Le gros vieux ne bougeait pas de l’eau. Sans doute avait-il honte de ses jambes. Ce devait être toute une affaire pour lui que de s’extraire de l’élément liquide. De quelle manière s’y prenait-il, au fait ?
Son gros torse couvert de poils blancs, son visage brique tailladé de fines rides, son ventre lourd et blême, ses jambes molles qui désobéissaient à son cerveau ; tout contribuait à faire de lui quelqu’un d’effrayant. Son slip de bain noir brillait comme une vilaine carapace. Mais, plus monstrueux que le reste, étaient les yeux injectés de sang qu’il dardait sur nous.
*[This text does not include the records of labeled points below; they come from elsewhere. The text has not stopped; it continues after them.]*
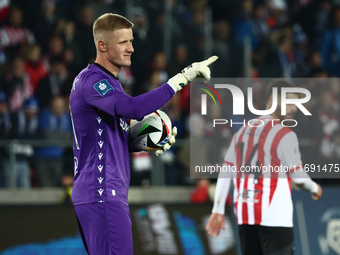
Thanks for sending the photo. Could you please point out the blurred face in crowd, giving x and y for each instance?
(34, 54)
(58, 68)
(48, 7)
(18, 67)
(31, 113)
(222, 30)
(326, 100)
(3, 107)
(290, 108)
(58, 106)
(56, 46)
(159, 61)
(117, 47)
(16, 17)
(181, 53)
(337, 17)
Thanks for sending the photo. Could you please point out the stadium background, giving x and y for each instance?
(44, 44)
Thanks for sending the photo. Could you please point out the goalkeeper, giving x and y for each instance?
(100, 113)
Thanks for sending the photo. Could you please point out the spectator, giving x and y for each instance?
(55, 48)
(72, 54)
(57, 83)
(159, 64)
(84, 34)
(330, 46)
(14, 32)
(18, 85)
(35, 66)
(222, 47)
(25, 125)
(281, 62)
(5, 129)
(45, 22)
(55, 124)
(180, 59)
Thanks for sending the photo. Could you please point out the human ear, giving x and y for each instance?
(101, 46)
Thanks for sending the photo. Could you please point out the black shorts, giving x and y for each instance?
(261, 240)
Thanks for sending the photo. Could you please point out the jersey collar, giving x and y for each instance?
(103, 69)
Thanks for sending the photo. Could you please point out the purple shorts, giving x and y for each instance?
(105, 228)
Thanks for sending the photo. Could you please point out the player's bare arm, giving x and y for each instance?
(215, 224)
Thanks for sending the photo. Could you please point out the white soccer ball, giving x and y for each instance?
(152, 132)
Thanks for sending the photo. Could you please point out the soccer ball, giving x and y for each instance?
(152, 132)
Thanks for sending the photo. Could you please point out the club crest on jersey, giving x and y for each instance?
(103, 87)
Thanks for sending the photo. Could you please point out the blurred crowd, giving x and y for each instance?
(45, 43)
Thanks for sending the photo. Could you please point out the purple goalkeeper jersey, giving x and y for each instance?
(101, 114)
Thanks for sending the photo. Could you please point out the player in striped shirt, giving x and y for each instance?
(262, 199)
(101, 113)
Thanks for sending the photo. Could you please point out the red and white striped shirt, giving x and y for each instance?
(262, 198)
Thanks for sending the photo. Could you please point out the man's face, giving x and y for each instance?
(119, 48)
(290, 108)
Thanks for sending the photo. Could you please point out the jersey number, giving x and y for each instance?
(248, 160)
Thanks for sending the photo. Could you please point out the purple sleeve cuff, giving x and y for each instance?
(138, 107)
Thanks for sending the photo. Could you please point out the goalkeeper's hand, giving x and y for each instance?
(195, 70)
(170, 142)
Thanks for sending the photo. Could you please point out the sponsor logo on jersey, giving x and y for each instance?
(100, 191)
(100, 168)
(103, 87)
(124, 125)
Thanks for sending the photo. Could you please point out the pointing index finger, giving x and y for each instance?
(210, 60)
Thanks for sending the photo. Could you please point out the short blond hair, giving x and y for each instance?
(109, 22)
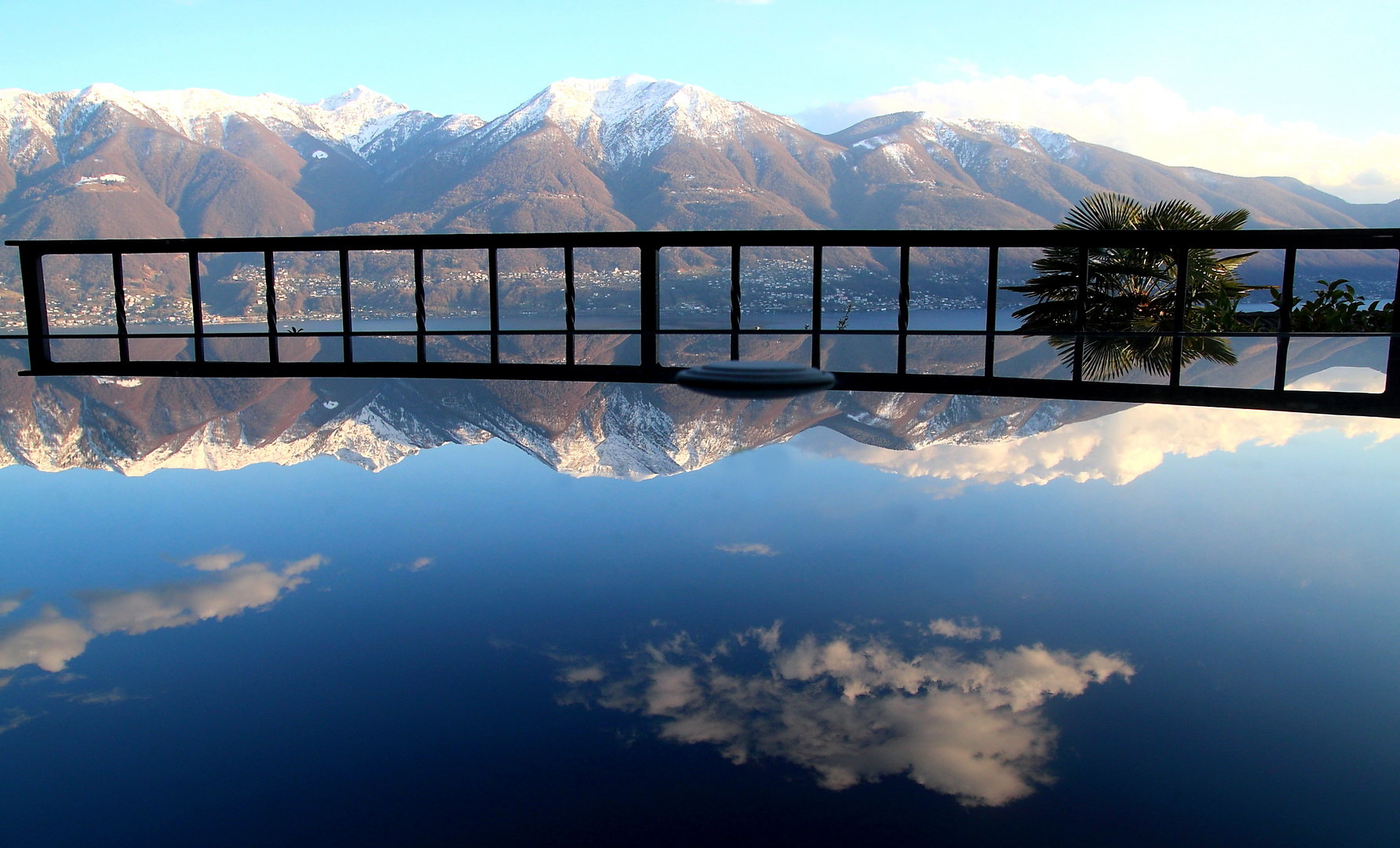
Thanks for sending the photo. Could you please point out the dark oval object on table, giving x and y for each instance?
(753, 378)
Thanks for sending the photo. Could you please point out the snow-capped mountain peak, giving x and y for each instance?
(625, 118)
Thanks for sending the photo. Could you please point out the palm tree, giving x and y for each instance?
(1134, 289)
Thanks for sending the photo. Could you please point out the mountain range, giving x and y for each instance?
(582, 155)
(587, 429)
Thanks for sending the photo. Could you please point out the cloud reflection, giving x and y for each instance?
(1117, 448)
(51, 639)
(857, 710)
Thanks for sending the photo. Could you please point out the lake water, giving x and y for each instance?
(635, 616)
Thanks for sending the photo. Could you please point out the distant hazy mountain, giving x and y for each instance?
(583, 155)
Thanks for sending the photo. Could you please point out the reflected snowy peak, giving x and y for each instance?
(1119, 446)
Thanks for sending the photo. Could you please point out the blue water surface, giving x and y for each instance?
(471, 648)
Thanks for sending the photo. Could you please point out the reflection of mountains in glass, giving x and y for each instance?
(139, 425)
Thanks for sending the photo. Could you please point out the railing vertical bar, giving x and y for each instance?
(903, 310)
(991, 312)
(123, 344)
(271, 280)
(816, 307)
(421, 305)
(1081, 307)
(1393, 359)
(569, 305)
(493, 289)
(196, 302)
(1183, 271)
(735, 316)
(650, 306)
(35, 307)
(1285, 319)
(346, 310)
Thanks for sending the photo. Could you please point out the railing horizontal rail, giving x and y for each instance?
(1355, 239)
(206, 330)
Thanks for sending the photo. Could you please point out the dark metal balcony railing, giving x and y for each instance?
(648, 327)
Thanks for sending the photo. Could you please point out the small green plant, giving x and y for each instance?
(1336, 307)
(848, 316)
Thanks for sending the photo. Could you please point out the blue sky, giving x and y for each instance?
(1330, 68)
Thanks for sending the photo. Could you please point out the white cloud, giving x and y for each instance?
(48, 641)
(51, 641)
(9, 603)
(214, 562)
(969, 632)
(751, 548)
(421, 562)
(1117, 448)
(859, 710)
(1147, 118)
(14, 719)
(237, 589)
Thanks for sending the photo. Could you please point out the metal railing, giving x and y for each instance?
(650, 369)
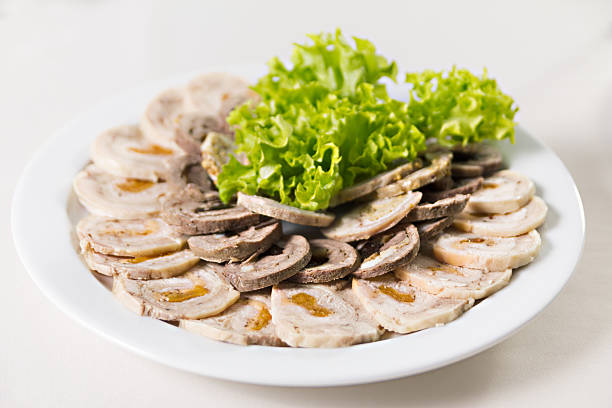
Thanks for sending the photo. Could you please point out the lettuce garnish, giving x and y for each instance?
(324, 123)
(459, 107)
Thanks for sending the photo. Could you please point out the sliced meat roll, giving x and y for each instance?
(320, 316)
(216, 151)
(193, 212)
(159, 119)
(487, 253)
(381, 180)
(123, 152)
(117, 197)
(475, 160)
(196, 294)
(134, 238)
(218, 93)
(441, 208)
(387, 251)
(248, 321)
(510, 224)
(236, 247)
(283, 260)
(193, 128)
(186, 169)
(432, 228)
(366, 220)
(438, 168)
(274, 209)
(142, 267)
(503, 192)
(402, 308)
(446, 280)
(330, 260)
(445, 183)
(465, 186)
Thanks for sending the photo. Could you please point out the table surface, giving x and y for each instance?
(555, 58)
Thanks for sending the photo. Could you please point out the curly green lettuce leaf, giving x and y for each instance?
(323, 124)
(459, 107)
Quelque chose de nouveau modifiait sa physionomie. Je me dis, par-delà des montagnes de haine, qu’il avait dû beaucoup boire depuis le départ de sa femme. À moins que ce ne soit l’eau fortement chlorée du bain qui lui donnât ce regard exorbité.
— Ma femme vous a demandé de partir, lança Carbon. Je crois que vous feriez bien de lui obéir, je suis pour les situations nettes.
— Sans blague…
Je me mis à marcher au bord du bassin, dans la direction de l’infirme.
— T’as de ces mots, mon pauvre hippocampe ! m’enrouai-je. Les situations nettes ! Faut être égoïste comme un vieux paralytique pour oser les employer !
Ses paupières s’abaissèrent légèrement, comme pour voiler sa rage.
Je m’accroupis, les bras entre les jambes, à quelques mètres de lui.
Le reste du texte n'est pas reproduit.